Terlihat turis sudah mulai pintar, mulai bisa memilih tempat dan harga yang pantas. Tidak hanya itu, termasuk mempromosikan dan mengajak teman mereka ketempat yang mereka anggap murah dan tidak membohongi mereka. Di lain pihak para pedagang juga memberikan harga yang murah, demi persaingan bisnis dan tidak kehilangan pelanggan.

Selain harga murah, turis datang ke Bali sebagai gaya hidup “ Saya ke Bali hampir setiap tahun “ Ujar Robert “ Ketika musim dingin di Inggris, saya langsung pindah ke Bali “ “ Mandi matahari dan penduduk yang ramah, saya sangat menyukainya “ Imbuh Robert turis yang berusia agak tua di pantai Sanur. Tipe turis seperti ini adalah turis yang menghabiskan sebagian besar uangnya di hotel.

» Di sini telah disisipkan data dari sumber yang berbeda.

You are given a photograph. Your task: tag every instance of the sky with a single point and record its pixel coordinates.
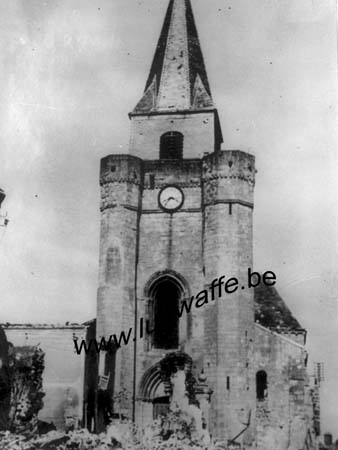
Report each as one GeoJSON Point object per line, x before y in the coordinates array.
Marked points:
{"type": "Point", "coordinates": [71, 70]}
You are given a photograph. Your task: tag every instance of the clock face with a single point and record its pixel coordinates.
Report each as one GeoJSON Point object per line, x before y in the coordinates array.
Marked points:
{"type": "Point", "coordinates": [171, 198]}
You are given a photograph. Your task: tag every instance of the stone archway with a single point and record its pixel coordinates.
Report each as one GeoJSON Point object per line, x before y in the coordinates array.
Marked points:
{"type": "Point", "coordinates": [165, 292]}
{"type": "Point", "coordinates": [156, 389]}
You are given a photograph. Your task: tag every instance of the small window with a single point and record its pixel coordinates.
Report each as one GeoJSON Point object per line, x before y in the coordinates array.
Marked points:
{"type": "Point", "coordinates": [152, 181]}
{"type": "Point", "coordinates": [261, 385]}
{"type": "Point", "coordinates": [171, 145]}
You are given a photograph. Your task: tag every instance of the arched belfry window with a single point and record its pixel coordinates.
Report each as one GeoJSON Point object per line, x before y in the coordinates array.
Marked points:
{"type": "Point", "coordinates": [261, 385]}
{"type": "Point", "coordinates": [171, 145]}
{"type": "Point", "coordinates": [165, 294]}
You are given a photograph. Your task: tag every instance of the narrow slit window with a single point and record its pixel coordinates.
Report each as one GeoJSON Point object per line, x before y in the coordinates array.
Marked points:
{"type": "Point", "coordinates": [171, 145]}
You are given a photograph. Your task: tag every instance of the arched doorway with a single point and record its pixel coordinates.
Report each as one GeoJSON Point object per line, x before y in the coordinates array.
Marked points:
{"type": "Point", "coordinates": [165, 292]}
{"type": "Point", "coordinates": [156, 388]}
{"type": "Point", "coordinates": [165, 298]}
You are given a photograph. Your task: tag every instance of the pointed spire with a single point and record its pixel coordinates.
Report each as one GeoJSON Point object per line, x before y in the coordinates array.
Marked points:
{"type": "Point", "coordinates": [177, 80]}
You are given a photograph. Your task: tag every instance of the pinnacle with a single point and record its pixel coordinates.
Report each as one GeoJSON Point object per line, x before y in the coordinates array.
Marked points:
{"type": "Point", "coordinates": [177, 80]}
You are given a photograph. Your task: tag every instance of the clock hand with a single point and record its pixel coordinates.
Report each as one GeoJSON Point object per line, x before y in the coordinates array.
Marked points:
{"type": "Point", "coordinates": [168, 200]}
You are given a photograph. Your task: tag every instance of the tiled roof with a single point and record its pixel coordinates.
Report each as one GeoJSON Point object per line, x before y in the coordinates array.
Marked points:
{"type": "Point", "coordinates": [178, 79]}
{"type": "Point", "coordinates": [272, 312]}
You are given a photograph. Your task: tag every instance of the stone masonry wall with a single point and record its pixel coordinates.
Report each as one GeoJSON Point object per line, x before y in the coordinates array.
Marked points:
{"type": "Point", "coordinates": [63, 376]}
{"type": "Point", "coordinates": [198, 130]}
{"type": "Point", "coordinates": [284, 417]}
{"type": "Point", "coordinates": [228, 181]}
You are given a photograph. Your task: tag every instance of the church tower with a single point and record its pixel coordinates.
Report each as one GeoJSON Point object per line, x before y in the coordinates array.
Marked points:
{"type": "Point", "coordinates": [176, 214]}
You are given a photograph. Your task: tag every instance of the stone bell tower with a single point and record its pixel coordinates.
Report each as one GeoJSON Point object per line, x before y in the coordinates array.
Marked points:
{"type": "Point", "coordinates": [176, 213]}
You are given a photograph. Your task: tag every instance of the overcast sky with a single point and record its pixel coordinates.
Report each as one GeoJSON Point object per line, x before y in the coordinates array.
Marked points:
{"type": "Point", "coordinates": [71, 70]}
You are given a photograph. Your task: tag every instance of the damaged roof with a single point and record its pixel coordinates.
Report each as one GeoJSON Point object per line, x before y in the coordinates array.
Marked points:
{"type": "Point", "coordinates": [271, 311]}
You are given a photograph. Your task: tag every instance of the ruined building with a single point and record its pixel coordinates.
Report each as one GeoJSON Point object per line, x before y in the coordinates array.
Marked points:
{"type": "Point", "coordinates": [176, 213]}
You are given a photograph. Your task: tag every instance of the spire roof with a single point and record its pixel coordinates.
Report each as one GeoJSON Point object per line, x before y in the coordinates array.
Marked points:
{"type": "Point", "coordinates": [178, 79]}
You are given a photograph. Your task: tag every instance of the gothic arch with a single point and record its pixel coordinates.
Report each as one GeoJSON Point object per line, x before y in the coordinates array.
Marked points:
{"type": "Point", "coordinates": [161, 373]}
{"type": "Point", "coordinates": [171, 145]}
{"type": "Point", "coordinates": [165, 292]}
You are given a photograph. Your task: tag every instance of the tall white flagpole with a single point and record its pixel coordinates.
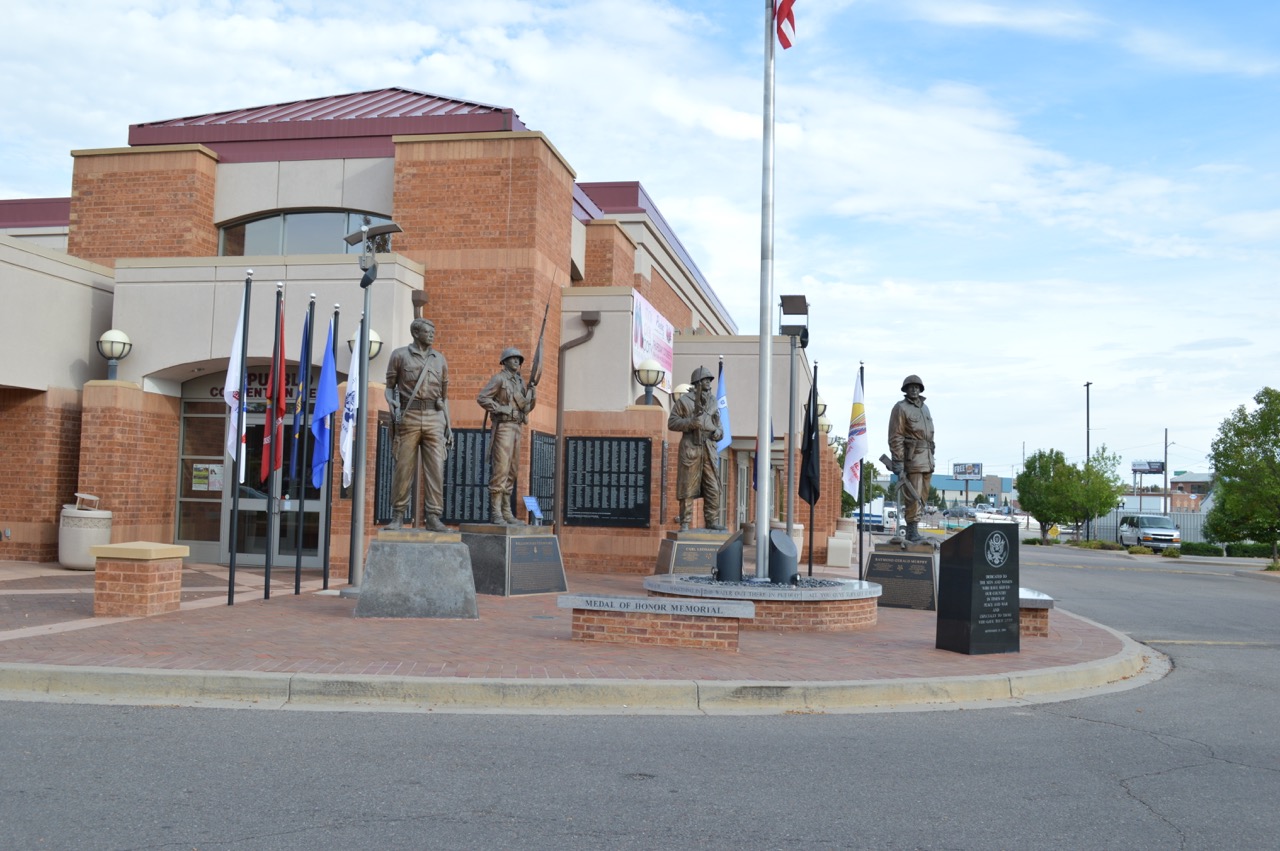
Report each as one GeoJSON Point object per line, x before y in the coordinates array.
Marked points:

Hotel besar dan villa yang semakin banyak di Bali melihat peluang bisnis, hotel dan villa berlomba menyediakan fasilitas dan kemudahan bisnis bagi tamu hotel mereka. Hampir seluruh hotel meningkatkan kelas kamar mereka (up grade), termasuk menyediakan makanan dan minuman sepanjang malam, acara hiburan diperbanyak dan fasilitas anak-anak diperbanyak pula. Turis dengan gaya hidup ini sering membawa keluarga mereka, sementara keluarga mermain, mereka dapat menyelesaikan pekerjaan melalui internet hotel yang telah mempunyai kecepatan sangat tinggi. Villa juga tidak kalah, banyak villa yang menyediakan jasa pembantu, sehingga keluarga yang tiggal dapat merasakan bagaikan rumah sendiri, termasuk belanja ke supermarket yang akan diantar sopir sendiri ataupun dapat masak langsung di dapur sendiri.

Kalau semua sudah tersedia di dalam hotel, kapan pedagang kecil dipinggir jalan atau sopir taksi yang menanti di pintu keluar hotel akan mendapatkan turis? Yang pasti mereka akan tetap mengeluh “ Bisnis sepi, tidak ada turis! “ Manusia Balipun jadi tetap miskin, karena hotel dan villa yang besar itu bukanlah milik orang Bali. (Kapten/2005).